Kenya is dependent on rain to fill her reservoirs for basic consumption. There are both economic and physical scarcities; finding a reliable source of clean water is time-consuming and expensive as well as there simply is not enough.
It continues with the cyclic rainfall, poor rainwater harvesting, drought and intense water scarcity (see infograph 1 below). We are unable to remedy the water scarcity and the constant desertification forces that hit parts of northern Kenya.
Poor planning for the drier months, resulting in more of knee-jerk reactions when drought does bite further compounds the situation.
We rely on rainwater to fill our dams for basic consumption as well as a proportion of our electricity generation.

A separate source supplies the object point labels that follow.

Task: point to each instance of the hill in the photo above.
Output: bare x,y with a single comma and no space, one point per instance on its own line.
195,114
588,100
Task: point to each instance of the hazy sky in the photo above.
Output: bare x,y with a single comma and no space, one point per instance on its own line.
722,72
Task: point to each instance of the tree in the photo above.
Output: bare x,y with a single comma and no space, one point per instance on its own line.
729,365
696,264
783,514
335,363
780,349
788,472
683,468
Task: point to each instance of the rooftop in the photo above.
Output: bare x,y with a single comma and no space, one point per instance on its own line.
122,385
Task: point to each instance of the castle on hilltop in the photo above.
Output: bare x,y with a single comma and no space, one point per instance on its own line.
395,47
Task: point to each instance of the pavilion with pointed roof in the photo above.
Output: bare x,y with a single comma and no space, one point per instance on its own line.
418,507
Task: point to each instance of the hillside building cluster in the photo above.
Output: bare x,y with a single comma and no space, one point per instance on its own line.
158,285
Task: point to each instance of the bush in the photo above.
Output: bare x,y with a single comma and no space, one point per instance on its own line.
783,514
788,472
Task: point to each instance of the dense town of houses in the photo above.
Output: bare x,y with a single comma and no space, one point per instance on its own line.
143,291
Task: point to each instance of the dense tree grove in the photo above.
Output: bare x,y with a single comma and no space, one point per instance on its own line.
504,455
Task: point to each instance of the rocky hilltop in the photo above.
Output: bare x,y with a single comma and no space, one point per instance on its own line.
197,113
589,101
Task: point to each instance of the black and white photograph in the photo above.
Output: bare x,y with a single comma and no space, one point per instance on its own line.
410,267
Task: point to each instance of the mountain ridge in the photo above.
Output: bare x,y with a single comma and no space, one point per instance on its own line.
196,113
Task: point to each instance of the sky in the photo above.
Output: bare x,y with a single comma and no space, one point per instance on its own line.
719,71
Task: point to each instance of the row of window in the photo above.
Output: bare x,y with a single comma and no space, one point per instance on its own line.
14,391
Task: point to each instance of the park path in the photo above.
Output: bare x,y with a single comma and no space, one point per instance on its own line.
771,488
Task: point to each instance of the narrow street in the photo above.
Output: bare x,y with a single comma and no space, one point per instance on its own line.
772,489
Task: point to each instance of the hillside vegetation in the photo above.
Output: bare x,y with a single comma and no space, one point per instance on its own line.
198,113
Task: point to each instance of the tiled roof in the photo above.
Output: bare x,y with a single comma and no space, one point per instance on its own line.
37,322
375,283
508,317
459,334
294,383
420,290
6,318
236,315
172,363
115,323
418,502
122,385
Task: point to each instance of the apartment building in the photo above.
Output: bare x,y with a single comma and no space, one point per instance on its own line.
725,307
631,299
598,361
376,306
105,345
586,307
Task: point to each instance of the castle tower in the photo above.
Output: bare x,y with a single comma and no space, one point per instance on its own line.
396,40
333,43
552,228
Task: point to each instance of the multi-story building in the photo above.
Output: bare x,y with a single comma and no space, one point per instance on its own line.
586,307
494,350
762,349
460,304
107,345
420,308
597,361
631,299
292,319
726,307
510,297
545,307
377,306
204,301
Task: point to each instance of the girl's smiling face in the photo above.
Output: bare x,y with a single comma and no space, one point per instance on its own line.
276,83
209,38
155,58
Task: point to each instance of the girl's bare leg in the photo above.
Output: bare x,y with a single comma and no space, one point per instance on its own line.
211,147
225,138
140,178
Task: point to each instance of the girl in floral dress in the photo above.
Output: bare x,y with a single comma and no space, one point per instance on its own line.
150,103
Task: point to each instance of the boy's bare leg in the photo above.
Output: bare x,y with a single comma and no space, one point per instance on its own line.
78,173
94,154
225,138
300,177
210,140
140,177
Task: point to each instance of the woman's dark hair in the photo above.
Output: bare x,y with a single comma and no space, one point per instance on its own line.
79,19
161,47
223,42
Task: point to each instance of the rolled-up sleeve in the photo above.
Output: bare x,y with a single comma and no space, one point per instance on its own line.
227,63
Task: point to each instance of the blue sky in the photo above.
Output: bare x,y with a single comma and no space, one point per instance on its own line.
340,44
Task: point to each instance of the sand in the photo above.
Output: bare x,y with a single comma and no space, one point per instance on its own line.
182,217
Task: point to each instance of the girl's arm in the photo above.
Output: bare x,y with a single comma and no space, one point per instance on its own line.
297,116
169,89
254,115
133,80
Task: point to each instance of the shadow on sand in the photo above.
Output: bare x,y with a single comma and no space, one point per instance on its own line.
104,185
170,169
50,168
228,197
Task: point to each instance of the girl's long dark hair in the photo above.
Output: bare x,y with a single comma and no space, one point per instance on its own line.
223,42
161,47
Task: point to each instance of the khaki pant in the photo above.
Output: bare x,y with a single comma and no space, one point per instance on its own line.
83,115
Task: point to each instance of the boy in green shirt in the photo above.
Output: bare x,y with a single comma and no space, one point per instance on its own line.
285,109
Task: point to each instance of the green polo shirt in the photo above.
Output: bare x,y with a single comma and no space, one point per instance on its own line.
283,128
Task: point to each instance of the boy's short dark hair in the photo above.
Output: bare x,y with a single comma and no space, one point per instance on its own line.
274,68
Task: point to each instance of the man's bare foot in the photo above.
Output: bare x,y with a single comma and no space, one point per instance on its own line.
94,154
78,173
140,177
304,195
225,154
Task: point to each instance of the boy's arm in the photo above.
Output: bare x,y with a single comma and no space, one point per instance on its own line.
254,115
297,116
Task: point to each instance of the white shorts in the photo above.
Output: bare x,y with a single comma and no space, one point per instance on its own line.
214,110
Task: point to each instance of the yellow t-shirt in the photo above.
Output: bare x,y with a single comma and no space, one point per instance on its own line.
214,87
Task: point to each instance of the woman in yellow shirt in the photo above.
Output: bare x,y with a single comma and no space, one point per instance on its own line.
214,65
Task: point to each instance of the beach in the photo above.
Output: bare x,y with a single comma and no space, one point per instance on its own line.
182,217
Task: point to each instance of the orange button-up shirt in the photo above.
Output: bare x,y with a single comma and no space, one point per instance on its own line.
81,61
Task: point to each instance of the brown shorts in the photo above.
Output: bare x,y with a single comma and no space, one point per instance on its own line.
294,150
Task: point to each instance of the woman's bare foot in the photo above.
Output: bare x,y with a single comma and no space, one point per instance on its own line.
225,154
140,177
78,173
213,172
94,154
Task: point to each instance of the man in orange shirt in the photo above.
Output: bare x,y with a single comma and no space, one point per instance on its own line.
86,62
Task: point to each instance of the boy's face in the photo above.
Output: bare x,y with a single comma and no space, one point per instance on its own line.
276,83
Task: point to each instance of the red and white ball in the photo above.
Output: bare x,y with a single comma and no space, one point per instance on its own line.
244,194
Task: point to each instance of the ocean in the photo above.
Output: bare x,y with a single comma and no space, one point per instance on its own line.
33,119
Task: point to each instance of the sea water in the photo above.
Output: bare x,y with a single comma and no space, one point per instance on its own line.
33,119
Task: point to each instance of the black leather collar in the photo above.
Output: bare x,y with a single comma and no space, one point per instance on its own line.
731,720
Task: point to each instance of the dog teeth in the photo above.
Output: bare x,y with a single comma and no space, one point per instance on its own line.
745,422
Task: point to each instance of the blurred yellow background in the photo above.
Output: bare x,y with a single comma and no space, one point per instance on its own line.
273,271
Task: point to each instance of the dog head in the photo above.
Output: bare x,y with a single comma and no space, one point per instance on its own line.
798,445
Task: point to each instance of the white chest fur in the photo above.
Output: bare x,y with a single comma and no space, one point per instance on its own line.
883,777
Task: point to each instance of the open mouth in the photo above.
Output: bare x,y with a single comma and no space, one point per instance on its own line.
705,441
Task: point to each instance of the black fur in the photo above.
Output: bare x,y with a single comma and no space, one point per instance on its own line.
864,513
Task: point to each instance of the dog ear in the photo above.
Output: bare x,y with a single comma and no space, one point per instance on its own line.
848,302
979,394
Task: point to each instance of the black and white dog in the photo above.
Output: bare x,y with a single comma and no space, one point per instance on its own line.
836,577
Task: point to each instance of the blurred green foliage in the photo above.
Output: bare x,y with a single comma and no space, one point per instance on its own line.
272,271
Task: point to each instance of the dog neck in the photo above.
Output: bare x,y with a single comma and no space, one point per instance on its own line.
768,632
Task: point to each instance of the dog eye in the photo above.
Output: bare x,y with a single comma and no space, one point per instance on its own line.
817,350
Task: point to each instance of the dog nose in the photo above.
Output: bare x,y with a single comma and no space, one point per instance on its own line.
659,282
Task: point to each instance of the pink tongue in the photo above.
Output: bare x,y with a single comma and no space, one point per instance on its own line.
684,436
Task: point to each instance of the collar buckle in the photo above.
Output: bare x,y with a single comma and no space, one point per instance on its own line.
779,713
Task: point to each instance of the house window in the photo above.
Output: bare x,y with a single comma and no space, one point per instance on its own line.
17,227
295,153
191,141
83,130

In short the water levels go down and the water woes at the tap begin.
Images of lines of Jerry cans, assorted containers, and people going down deeper and deeper into the earth in search of the precious commodity become commonplace. On the other hand the irony of dry taps yet water gushing down to form large pools of stagnant water during the rainy season cannot be missed either.
Water browsers make a killing selling water, often marking up the price upwards of 7 times the original selling price. The situation currently facing Kenya reminds many of 2012 when the water levels in the dams were also very low and it necessitated water rationing and power shedding came soon after. Many Kenyans were at the brink of starvation, as is the situation now.
So what are the solutions?
On a personal level:
1. Do not misuse the water when it does come, I cannot tell you how much it pains to see people misusing water yet right next door they are staring at dry taps.
(2) Using the soapy water from your laundry (when you can do laundry) to scrub high traffic areas on the floors and to flush toilets.
(3) Keep a basin or bowl underneath your vegetables as you wash them, this water can then be used to water the potted plants.
(4) If you can have a shower, as there is actually still water in your tank, have a quick shower and keep a bucket or basin under the shower head. This will collect the water that comes out first. Since it will be warm you can use the water to soak certain items of clothing that have stubborn stains that require warm or hot water to come out. Good examples are egg stains, gum stains and lotion stains.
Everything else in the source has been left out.